3. Proper and sufficient care has been taken by the Company for
maintenance of proper accounting records in accordance with the
provisions of the Companies Act, 1956 for safeguarding the assets of
the Company and for detecting frauds and irregularities.
4. The accounts of the Company are prepared on a `going concern
concept basis.
AUDITORS & AUDIT REPORT
M/s B K Ramadhyani and Co., Chartered Accountants, Auditors of the
Company hold office as Auditors until the conclusion of the ensuing
Annual General Meeting and are eligible for re-appointment and have
expressed their willingness to continue as auditors, if re-appointment.
In response to the qualifications of the Auditors in their report, your
directors wish to state as follows:
Point 4(f) and Point 11 of annexure in Auditors Report
An application has been made to the Debenture holders seeking
Re-phasement of Repayment/Redemption and waiver of interest and
resultantly these amounts are not due for Redemptions.
Point 4(g) and Point 10 of annexure in Auditors Report
The management is of the belief that the operations can be revived and
made profitable by increasing the operational efficiency and the
ability to obtain future contracts on consultancy basis The management
is of the belief that it can obtain a favorable order from high court
of Bombay and repossess the confiscated goods imported under EPCG
Scheme along with waiver of the fine, export obligations and refund of
deposit.
Point 5(a) in Auditors Report The Company had sent formal requests to
debtors and creditors for confirmation of balances. In spite of earnest
efforts made by the company, most of the debtors/creditors have not
responded confirming the same. The same has been mentioned also in Note
2, Schedule 17.
Point 5(b) in Auditors Report : The appeal filed with the Ministry of
Commerce on the conditions imposed under the EPCG scheme is pending
disposal. The Company had filed a writ in the High Court of Karnataka
to hasten the hearing of the appeal pending with the DGFT. The same has
been mentioned also in Schedule 17.
Point 7 of Annexure to Auditors Report
The Company is going through a turbulent period and all expenses have
been pared to the minimum. Once the cash flows become smooth, the
Company will comply.
Point 9 (a) & (c) of Annexure to Auditors Report
There has been a delay in remittance of statutory dues only on certain
months, which were basically due to tight cash flows and in respect of
service tax payable the company has paid in due course.
AUDIT COMMITTEE
The Board of Directors has constituted an Audit Committee pursuant to
the provisions of Section 292A of the Companies Act, 1956 read with
Clause 49 of the listing Agreement
consisting of Mr. B P Ravishankar, Mr. Mohan Krishnan and Mr. Gautam
Chowdhury, as members, under the Chairmanship of Mr. B P Ravishankar.

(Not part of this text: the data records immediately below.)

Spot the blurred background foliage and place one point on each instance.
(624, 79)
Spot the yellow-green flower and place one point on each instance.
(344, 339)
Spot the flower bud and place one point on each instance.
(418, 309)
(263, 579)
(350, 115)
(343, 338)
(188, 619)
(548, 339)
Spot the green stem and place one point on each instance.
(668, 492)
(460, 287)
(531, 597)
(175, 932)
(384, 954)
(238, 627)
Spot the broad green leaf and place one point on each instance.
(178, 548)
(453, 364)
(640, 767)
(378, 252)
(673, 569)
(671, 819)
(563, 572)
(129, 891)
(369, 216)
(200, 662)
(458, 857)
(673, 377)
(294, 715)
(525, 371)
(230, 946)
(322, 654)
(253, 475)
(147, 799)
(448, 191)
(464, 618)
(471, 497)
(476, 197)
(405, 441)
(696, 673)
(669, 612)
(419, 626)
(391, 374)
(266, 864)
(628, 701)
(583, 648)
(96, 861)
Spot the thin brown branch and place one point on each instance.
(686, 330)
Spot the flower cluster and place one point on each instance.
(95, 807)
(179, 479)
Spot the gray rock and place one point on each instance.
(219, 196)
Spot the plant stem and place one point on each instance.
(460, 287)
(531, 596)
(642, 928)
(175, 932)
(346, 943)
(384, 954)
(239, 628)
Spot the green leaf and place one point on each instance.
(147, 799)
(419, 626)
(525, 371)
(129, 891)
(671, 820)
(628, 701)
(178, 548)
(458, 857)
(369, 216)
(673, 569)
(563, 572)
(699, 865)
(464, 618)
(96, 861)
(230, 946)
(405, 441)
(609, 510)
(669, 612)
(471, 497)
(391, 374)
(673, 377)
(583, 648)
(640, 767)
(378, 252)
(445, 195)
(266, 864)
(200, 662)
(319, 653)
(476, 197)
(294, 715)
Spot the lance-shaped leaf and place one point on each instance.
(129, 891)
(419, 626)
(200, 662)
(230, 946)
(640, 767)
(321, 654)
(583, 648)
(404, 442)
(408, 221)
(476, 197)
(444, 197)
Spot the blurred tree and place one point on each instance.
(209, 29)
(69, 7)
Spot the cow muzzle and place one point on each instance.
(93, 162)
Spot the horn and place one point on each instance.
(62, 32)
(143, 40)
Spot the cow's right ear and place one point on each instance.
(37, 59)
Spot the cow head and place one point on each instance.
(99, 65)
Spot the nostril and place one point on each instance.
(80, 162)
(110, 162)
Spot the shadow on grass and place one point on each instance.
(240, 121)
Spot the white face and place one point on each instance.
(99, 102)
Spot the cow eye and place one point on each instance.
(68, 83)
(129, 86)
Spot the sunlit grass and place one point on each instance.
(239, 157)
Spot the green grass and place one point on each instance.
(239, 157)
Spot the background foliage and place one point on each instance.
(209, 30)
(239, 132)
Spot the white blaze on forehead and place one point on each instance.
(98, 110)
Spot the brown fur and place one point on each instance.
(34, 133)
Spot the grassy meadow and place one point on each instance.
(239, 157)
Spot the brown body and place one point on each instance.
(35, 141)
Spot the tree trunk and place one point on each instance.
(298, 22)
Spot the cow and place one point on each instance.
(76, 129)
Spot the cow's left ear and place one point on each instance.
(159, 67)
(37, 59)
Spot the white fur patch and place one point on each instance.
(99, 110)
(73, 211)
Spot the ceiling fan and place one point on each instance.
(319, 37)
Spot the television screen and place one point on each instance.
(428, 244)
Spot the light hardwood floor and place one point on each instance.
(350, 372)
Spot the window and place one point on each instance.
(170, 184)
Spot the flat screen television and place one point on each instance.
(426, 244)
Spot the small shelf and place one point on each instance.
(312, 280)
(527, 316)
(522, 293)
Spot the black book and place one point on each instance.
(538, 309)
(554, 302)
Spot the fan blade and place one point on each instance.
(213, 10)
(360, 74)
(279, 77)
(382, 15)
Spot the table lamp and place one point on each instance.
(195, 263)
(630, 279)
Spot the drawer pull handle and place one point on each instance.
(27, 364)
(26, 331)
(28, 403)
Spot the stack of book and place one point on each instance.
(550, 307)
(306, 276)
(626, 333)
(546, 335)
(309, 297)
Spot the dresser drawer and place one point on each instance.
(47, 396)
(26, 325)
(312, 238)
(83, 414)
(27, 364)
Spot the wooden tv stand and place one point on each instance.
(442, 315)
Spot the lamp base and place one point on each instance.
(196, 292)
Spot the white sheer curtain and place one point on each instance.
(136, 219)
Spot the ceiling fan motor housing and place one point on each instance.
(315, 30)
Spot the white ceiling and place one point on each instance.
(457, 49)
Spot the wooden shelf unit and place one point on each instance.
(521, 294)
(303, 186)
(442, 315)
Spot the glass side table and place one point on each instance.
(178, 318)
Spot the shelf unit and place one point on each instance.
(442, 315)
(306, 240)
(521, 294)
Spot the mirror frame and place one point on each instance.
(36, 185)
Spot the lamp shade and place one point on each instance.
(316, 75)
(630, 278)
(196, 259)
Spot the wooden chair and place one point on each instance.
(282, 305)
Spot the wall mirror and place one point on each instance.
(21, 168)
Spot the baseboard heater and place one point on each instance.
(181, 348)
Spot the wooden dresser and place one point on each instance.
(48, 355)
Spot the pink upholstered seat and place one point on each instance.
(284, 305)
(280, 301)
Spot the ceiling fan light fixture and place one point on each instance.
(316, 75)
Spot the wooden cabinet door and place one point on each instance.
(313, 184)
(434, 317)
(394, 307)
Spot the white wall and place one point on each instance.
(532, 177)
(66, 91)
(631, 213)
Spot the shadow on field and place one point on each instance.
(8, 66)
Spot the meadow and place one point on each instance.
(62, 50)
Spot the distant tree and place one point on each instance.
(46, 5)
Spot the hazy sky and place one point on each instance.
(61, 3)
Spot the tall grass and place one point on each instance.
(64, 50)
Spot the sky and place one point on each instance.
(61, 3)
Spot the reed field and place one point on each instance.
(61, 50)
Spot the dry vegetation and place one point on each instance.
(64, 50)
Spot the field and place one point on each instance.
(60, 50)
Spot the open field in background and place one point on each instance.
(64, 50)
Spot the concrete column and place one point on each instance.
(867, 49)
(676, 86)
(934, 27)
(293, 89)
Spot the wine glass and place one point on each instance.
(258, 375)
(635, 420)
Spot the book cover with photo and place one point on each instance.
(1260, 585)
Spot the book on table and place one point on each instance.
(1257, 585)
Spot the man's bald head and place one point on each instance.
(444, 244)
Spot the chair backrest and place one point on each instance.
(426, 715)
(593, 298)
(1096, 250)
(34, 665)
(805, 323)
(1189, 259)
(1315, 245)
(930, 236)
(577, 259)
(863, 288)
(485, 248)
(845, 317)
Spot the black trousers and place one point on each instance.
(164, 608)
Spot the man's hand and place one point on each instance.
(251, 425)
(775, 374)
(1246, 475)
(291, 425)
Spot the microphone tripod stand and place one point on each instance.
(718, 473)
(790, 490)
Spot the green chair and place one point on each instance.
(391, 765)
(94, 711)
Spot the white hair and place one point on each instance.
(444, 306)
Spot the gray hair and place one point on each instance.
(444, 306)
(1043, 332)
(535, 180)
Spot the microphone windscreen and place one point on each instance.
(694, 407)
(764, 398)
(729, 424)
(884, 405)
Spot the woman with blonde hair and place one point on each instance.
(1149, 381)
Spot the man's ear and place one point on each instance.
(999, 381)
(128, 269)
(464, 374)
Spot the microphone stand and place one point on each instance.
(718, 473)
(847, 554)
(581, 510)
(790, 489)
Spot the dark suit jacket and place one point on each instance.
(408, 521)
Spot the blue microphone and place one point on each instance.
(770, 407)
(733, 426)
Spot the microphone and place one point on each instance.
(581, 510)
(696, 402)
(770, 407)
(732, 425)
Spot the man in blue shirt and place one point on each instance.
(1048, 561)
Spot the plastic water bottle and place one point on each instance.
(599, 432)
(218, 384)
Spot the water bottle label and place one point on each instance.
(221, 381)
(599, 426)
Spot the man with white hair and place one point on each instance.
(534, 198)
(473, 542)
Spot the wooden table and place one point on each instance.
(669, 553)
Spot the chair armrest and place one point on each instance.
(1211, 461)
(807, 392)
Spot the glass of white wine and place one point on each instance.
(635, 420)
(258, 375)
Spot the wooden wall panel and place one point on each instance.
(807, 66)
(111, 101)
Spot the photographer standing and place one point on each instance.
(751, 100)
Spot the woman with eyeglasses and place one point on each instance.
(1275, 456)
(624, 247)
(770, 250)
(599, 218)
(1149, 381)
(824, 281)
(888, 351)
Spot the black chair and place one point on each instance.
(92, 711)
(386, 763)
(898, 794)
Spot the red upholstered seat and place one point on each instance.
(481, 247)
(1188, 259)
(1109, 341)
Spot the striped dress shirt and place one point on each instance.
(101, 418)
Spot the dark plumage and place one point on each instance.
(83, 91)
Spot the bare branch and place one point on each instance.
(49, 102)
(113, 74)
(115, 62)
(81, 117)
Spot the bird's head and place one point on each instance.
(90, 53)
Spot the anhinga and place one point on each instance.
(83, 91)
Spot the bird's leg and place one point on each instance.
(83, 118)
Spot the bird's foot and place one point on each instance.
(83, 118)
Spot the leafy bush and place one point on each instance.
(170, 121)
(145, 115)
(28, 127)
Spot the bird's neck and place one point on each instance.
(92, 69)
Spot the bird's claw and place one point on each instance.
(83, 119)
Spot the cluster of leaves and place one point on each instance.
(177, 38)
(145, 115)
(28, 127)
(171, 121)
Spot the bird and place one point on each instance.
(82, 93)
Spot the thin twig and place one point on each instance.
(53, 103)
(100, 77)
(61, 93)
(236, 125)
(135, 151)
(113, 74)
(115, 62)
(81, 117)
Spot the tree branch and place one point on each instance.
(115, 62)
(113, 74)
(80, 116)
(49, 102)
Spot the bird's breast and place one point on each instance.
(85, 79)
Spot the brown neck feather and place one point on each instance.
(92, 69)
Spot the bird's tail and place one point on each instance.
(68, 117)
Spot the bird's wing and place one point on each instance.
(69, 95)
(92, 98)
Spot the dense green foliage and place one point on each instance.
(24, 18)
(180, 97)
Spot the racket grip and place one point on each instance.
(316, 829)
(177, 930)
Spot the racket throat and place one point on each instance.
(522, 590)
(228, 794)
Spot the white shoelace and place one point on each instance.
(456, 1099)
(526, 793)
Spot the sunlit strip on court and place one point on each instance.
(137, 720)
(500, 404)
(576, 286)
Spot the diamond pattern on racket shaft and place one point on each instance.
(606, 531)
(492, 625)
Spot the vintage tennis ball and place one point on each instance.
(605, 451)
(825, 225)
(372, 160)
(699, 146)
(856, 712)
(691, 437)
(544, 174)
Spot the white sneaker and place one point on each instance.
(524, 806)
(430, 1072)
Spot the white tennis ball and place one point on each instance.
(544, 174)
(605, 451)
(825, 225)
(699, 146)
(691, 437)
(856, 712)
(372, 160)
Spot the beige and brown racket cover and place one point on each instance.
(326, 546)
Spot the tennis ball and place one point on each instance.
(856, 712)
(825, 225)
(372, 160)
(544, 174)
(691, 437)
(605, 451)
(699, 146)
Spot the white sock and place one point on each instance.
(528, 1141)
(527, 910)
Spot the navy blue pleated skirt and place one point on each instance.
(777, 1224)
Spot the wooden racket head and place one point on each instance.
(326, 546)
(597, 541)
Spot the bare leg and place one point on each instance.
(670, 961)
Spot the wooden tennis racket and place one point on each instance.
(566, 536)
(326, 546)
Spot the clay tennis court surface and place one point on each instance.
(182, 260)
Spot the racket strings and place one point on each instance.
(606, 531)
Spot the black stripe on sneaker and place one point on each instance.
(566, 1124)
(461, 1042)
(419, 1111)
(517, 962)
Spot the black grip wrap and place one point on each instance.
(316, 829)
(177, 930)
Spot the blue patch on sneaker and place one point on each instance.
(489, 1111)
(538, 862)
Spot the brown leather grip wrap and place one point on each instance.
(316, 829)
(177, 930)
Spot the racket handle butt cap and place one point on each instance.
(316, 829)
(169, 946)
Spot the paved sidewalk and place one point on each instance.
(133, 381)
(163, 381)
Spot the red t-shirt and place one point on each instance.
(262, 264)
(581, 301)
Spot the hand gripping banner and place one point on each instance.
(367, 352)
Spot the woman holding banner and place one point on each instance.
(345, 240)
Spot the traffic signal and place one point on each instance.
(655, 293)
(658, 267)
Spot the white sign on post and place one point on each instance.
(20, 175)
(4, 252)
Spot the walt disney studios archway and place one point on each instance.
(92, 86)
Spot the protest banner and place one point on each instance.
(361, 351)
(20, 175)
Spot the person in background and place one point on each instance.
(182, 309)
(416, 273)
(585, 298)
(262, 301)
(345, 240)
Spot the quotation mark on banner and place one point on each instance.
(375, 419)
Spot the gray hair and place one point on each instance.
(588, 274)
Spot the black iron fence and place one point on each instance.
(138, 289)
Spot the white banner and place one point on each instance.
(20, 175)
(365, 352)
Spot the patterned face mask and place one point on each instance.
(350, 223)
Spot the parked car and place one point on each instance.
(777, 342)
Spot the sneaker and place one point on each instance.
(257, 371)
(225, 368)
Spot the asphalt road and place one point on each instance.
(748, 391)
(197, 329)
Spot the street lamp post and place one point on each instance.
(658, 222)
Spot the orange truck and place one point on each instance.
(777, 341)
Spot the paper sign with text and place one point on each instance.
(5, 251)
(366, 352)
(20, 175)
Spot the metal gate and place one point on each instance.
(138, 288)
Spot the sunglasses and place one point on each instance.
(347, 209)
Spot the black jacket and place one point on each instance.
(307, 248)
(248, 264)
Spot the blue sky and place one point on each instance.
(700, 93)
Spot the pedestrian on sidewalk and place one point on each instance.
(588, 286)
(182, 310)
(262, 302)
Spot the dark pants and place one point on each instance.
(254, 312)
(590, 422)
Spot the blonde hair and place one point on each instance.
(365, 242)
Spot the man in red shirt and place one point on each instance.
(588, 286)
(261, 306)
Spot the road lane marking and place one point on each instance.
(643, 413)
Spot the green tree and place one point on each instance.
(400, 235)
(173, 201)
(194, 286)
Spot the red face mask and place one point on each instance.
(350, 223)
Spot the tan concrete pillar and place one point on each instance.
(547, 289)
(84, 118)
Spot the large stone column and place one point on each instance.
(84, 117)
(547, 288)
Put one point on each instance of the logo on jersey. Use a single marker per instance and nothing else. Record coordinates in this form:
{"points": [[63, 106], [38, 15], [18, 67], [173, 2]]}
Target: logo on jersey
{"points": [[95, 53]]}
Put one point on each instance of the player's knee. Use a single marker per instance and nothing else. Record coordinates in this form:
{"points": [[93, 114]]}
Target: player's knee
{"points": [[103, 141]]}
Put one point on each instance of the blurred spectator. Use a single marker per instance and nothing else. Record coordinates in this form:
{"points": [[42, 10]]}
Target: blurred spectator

LISTING AGREEMENT REQUIREMENTS
The Companys shares are listed on Bangalore Stock Exchange, The
Hyderabad Stock Exchange and The Stock Exchange of Mumbai.
CORPORATE GOVERNANCE:
The report on compliances of the corporate governance code is Annexed
herewith as Annexure A. Auditors report on the same is also annexed
herewith.
PERSONNEL
None of the employees of the Company are drawing remuneration in excess
of limits specified under Section 217 (2A) of the Companies Act, 1956
read with the Companies (Particulars of Employees) Rules, 1975.
CONSERVATION OF ENERGY, TECHNOLOGY ABSORPTION, FOREIGN EXCHANGE
EARNINGS AND OUTGO
The information as required under Section 217(1)(e) of the Companies
Act, 1956 is enclosed as Annexure B to this report.
ACKNOWLEDGEMENTS
The Board of Directors take this opportunity to express their
appreciation to the employees at all levels in the Company for their
dedicated service. Your Directors also thank the Bankers, KSFC and the
customers for their unstinted support to the Company.
By Order of the Board
FOR ODYSSEY VIDEO COMMUNICATIONS LIMITED.